By default, the whole domain is initialized as fluid nodes. To define the geometry, we need to redefine some of the nodes using the geo.LBMGeo.NODE_WALL, geo.LBMGeo.NODE_VELOCITY or geo.LBMGeo.NODE_PRESSURE class constants. geo.LBMGeo.NODE_WALL represents a no-slip condition at a stationary domain boundary. geo.LBMGeo.NODE_VELOCITY and geo.LBMGeo.NODE_PRESSURE represent a boundary condition with specified velocity or pressure, respectively. To redefine the nodes, we will use the set_geo(location, type, data) function. Here, location is either a tuple representing the location of the node to update, or a NumPy Boolean array. Using NumPy arrays is preferred, as they are much faster for larger domains. As for the remaining arguments of set_geo, type is one of the class constants discussed above, and data is an optional argument used to specify the imposed velocity or pressure.

In the lid-driven cavity (LDC) geometry, we consider a rectangular box, open at the top where the fluid flows horizontally with some predefined velocity. We therefore write our function as follows:

class LBMGeoLDC(geo.LBMGeo2D):
    max_v = 0.1

    def define_nodes(self):
        hy, hx = np.mgrid[0:self.lat_ny, 0:self.lat_nx]
        wall_map = np.logical_or(
                np.logical_or(hx == self.lat_nx-1, hx == 0), hy == 0)

        self.set_geo(hy == self.lat_ny-1, self.NODE_VELOCITY, (self.max_v, 0.0))
        self.set_geo(wall_map, self.NODE_WALL)

Now that we have the geometry out of the way, we can deal with the initial conditions. This is done in the init_dist(dist) function, which is responsible for setting the initial particle distributions in all nodes in the simulation domain. The function takes a single dist argument, which is a NumPy array containing the distributions. We normally won’t be accessing that array directly anyway, so the exact details of how the distributions are stored is irrelevant.

There are two ways to set their initial value. The first one is based on the velocity_to_dist(location, velocity, dist) function, which sets the node at location to have the equilibrium distribution corresponding to velocity and a density of 1.0. The alternative way of specifying initial conditions is to provide the values of macroscopic variables (density, velocity) everywhere in the simulation domain, and let the GPU calculate the equilibrium distributions. The second method is preferred, as it is faster and requires less memory on the host.

In our LDC geometry, we set the velocity of the fluid everywhere to be 0 (this is the default value so we do not have to specify this explicitly), except for the first row at the top, where we set the fluid to have to a max_v velocity in the horizontal direction:

def init_dist(self, dist):
    hy, hx = np.mgrid[0:self.lat_ny, 0:self.lat_nx]

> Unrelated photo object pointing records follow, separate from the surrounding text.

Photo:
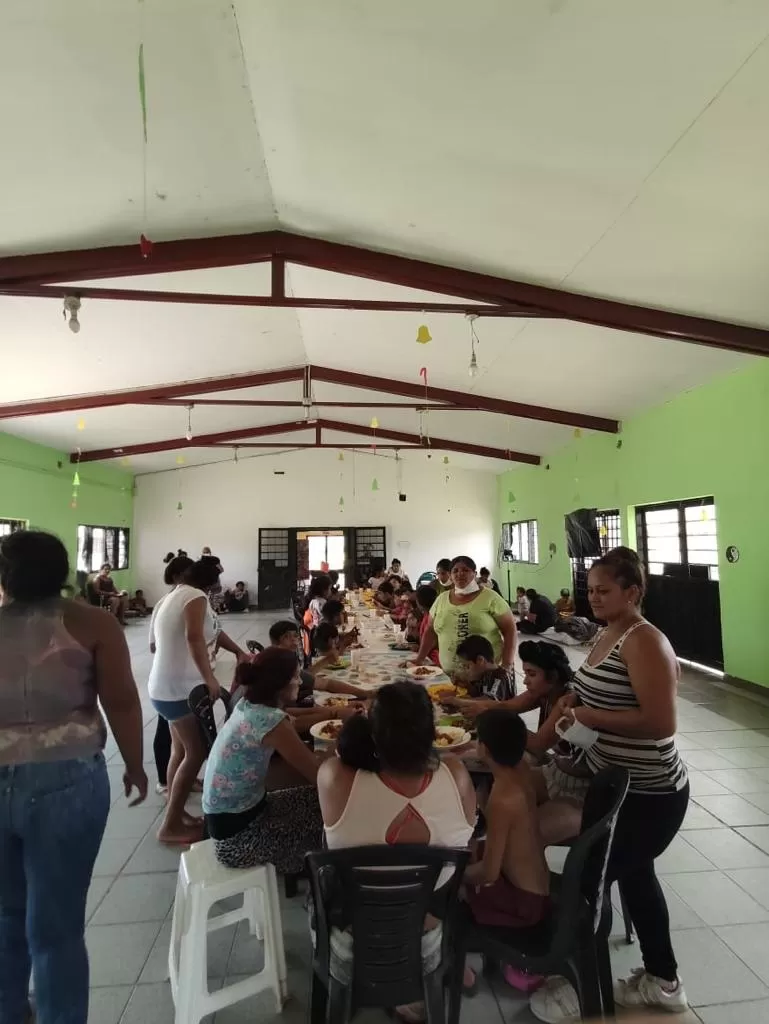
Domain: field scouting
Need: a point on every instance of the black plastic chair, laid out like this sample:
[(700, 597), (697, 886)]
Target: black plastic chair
[(572, 941), (382, 894)]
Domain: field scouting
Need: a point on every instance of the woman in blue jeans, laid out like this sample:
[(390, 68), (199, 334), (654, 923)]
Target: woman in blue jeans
[(57, 658)]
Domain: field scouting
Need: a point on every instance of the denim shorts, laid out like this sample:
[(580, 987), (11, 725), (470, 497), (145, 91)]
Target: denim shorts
[(172, 711)]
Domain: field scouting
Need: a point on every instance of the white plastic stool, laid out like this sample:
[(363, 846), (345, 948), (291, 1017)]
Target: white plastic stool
[(203, 882)]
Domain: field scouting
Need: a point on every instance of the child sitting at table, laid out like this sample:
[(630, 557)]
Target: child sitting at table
[(509, 885), (486, 682)]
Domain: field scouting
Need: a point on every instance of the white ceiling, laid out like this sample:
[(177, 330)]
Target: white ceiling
[(606, 145)]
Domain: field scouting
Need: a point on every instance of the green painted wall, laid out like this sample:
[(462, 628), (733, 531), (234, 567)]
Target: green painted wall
[(36, 483), (711, 440)]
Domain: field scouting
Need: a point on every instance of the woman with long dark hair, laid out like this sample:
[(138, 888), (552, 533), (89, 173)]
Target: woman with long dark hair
[(58, 660), (249, 824), (626, 692)]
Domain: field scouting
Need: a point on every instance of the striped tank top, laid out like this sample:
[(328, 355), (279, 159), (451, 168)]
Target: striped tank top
[(654, 765)]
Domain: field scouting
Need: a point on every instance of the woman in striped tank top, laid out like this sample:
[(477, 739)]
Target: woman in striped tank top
[(626, 691)]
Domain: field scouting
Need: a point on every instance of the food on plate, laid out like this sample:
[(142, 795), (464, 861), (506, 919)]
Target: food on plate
[(331, 730)]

    self.sim.ic_fields = True
    self.sim.rho[:] = 1.0
    self.sim.vx[hy == self.lat_ny-1] = self.max_v

At this point, we are almost good to go. The only remaining thing to do is to instantiate the LDCSim class and use its run method to actually start the simulation:

sim = LDCSim(LBMGeoLDC)
sim.run()

How it works behind the scenes

When the lbm.LBMSim.run() method is called, Sailfish instantiates the geometry class (this process can take a few seconds for 3D simulations with complex init_dist() and define_nodes() functions. It then uses the Mako template engine and the information from the options and the geometry class to generate the code for the compute unit (e.g. a GPU). The code can be in either CUDA C or OpenCL and it is automatically optimized (e.g. code for models and boundary conditions other than the selected ones is automatically removed). The generated code is then compiled on the fly by the pyopencl or pycuda modules into a binary which is executed on the GPU.

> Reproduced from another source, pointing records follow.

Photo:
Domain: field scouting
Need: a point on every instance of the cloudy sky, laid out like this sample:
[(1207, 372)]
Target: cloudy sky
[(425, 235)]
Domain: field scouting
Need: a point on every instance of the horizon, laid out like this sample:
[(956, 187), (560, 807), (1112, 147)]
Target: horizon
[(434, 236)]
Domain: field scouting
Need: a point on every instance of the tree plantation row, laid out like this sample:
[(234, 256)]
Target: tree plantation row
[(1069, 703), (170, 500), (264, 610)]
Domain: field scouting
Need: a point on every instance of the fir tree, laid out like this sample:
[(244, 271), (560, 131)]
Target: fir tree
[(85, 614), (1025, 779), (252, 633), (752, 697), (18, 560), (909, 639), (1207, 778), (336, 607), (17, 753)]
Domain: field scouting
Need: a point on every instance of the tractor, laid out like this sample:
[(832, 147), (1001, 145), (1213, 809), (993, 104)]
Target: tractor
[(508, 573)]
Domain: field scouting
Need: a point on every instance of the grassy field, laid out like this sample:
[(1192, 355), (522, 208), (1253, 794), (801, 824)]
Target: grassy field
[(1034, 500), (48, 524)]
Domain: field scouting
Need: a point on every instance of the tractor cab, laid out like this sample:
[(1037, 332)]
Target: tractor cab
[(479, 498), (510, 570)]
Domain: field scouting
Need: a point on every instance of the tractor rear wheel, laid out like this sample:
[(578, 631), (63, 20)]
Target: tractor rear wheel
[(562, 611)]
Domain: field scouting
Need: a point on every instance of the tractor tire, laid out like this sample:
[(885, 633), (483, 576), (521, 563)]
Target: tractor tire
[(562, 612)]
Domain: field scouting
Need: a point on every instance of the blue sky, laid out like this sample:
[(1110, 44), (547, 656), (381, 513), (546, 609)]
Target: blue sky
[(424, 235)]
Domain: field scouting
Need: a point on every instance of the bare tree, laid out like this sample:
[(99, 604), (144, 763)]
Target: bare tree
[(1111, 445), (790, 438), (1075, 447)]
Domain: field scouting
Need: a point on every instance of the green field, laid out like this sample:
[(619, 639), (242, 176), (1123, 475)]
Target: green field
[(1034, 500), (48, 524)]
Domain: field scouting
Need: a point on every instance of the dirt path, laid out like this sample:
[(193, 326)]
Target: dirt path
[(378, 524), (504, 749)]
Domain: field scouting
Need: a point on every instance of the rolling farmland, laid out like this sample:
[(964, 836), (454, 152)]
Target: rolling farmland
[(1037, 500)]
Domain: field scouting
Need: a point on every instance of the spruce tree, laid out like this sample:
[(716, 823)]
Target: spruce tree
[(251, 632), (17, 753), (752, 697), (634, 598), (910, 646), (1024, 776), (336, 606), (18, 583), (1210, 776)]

The template for the compute unit source is contained in the .mako files in the templates directory of the sailfish module. It is written in a mix of Python, Mako and CUDA C. Parts of the code that end up in GPU functions are also generated by the sym module. This module contains functions which return SymPy expressions, which are then converted to C code. The use of sympy makes it possible to write large parts of the code in a grid-independent form, which is then automatically expanded when the GPU code is generated.

This process, although seemingly quite complex, has several advantages:

  • The generated code can be automatically optimized.
  • The code for multiple targets can be generated automatically (currently, OpenCL and CUDA are supported).
  • By keeping the source code in a grid-independent form, the code becomes easier to read and can work automatically with new grids and models.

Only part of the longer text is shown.